Escândalo abala política de
filho único na China
Cláudia Trevisan
Linyi — Zhang Wenfang já havia
entrado no nono mês de gravidez quando
foi arrastada de sua casa por uma dúzia de pessoas, colocada em um carro e
levada a uma clínica de controle de natalidade, onde recebeu uma injeção que matou seu bebê e induziu ao parto. As
contrações só começaram dois dias depois. Apesar dos gritos de dor, ninguém
apareceu para ajudá-la e ela desmaiou.
Quando
acordou, Zhang estava em um hospital, para onde foi levada quando o aborto se
complicou. O feto já havia desaparecido. Além do bebê, ela também perdeu seus
órgãos reprodutores internos, retirados sem seu consentimento. Em razão das
seqüelas da cirurgia mal feita, ela passa a maior parte do tempo em uma cadeira
de rodas.
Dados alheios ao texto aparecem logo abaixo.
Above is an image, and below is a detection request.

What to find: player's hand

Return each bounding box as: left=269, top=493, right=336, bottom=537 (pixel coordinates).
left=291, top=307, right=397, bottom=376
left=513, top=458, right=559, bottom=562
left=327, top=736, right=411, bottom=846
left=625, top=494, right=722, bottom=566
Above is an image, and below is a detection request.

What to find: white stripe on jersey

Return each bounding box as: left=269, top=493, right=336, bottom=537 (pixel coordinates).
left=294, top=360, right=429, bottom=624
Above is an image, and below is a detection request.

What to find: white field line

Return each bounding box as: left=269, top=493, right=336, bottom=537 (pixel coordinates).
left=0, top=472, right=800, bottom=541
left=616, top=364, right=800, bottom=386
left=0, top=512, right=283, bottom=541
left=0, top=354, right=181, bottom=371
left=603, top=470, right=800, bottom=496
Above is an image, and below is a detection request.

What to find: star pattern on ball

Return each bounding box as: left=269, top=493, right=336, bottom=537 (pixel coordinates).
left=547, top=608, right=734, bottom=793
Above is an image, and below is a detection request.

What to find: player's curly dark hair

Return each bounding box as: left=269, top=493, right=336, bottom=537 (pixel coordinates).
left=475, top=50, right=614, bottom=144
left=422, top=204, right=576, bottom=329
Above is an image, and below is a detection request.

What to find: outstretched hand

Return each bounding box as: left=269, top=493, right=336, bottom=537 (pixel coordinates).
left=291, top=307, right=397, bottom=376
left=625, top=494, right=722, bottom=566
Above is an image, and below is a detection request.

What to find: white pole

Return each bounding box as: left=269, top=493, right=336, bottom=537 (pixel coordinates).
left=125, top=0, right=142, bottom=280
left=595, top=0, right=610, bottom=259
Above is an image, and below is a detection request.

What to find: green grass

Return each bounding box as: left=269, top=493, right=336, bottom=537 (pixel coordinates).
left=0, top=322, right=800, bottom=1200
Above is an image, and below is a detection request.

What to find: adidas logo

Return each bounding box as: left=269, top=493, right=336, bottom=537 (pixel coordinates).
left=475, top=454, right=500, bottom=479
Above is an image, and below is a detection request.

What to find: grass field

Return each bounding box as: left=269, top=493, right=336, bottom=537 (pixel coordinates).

Seu marido a abandonou e o filho de 6 anos vive com os sogros.
Tudo
ocorreu em 2008. Desde então, Zhang tenta obter compensação e a punição dos
responsáveis, sem sucesso. A lei chinesa proíbe abortos depois dos seis meses
de gravidez e exige o consentimento da mãe para realização do procedimento em
qualquer circunstância.
Apesar disso, casos semelhantes se repetem em
toda a China. Os abortos forçados são a face mais escandalosa dos abusos cometidos
em nome da política de filho único, mas os atos de violência incluem a detenção de familiares de
mulheres que se recusam a interromper a gravidez, extorsão, agressões, torturas
e até assassinatos.
Zhang
decidiu falar publicamente de seu caso depois da repercussão provocada pela
foto de uma mulher ao lado do feto de sete meses retirado de seu útero contra
sua vontade. A imagem circulou na internet e deu origem a uma onda de críticas
ao controle de natalidade. Em resposta, o governo anunciou o afastamento dos
responsáveis pela política de filho único no local, mas a punição dos que cometem abusos é rara.
Nenhum
dos funcionários que obrigaram Zhang a abortar perdeu o emprego ou recebeu qualquer
tipo de sanção. Alguns foram transferidos para a cidade, o que significa uma
promoção. A camponesa recorreu a autoridades em Pequim e conseguiu falar com um
funcionário da Comissão Nacional de Planejamento Familiar, que não acreditou na
história. “Ele me disse que abortos de fetos com mais de seis meses não podem
ser realizados, não importa quantos filhos a mulher tenha”, disse Zhang em
entrevista ao Estado.
Fang
Zhong Xia já tinha duas filhas quando engravidou, em 2005. Sabendo do risco de
ser arrastada para um aborto forçado, ela fugiu com o marido, Fang Zhong Gan. Para obrigá-los a voltar, os chefes locais
do controle de natalidade prenderam 22 de seus parentes e vizinhos, entre os
quais três crianças e uma mulher grávida.
Sob
pressão, ela foi obrigada não só a
abortar, mas a fazer a cirurgia de esterilização. “Eles me disseram que se
eu não concordasse, meus parentes não seriam libertados”. Além disso, a família
teve de pagar uma espécie de fiança, chamada de “taxa de estudos”, para
libertar os detidos. Na época, foram 100 yuans por criança e 200 yuans para
cada adulto, em um total de 2.200 yuans (R$ 654), quase 70% da renda média
anual no campo em 2005. “Eu gastei todas as minhas economias”, lembra o marido.
Desde
então, os Fang tentam obter compensação pela perda do filho, a esterilização forçada,
as prisões e o pagamento da “fiança”, sem sucesso. O casal vive na vila de
Maxiagou, a poucos quilômetros da vila de Dongshigu, de Chen Guangcheng. Ambas
estão localizadas na cidade de Linyi, em Shandong, que ganhou fama em 2005,
quando Chen expôs milhares de casos de abortos e esterilizações forçados. “Espero
que ele volte, porque dependemos dele para resolver nossa situação”, afirmou
Fang, que, em 2006, foi com outras vítimas de abusos tentar acompanhar o
julgamento do ativista, mas nenhuma das mulheres conseguiu entrar na corte.
(O Estado de S. Paulo, domingo, 8 de julho de 2012).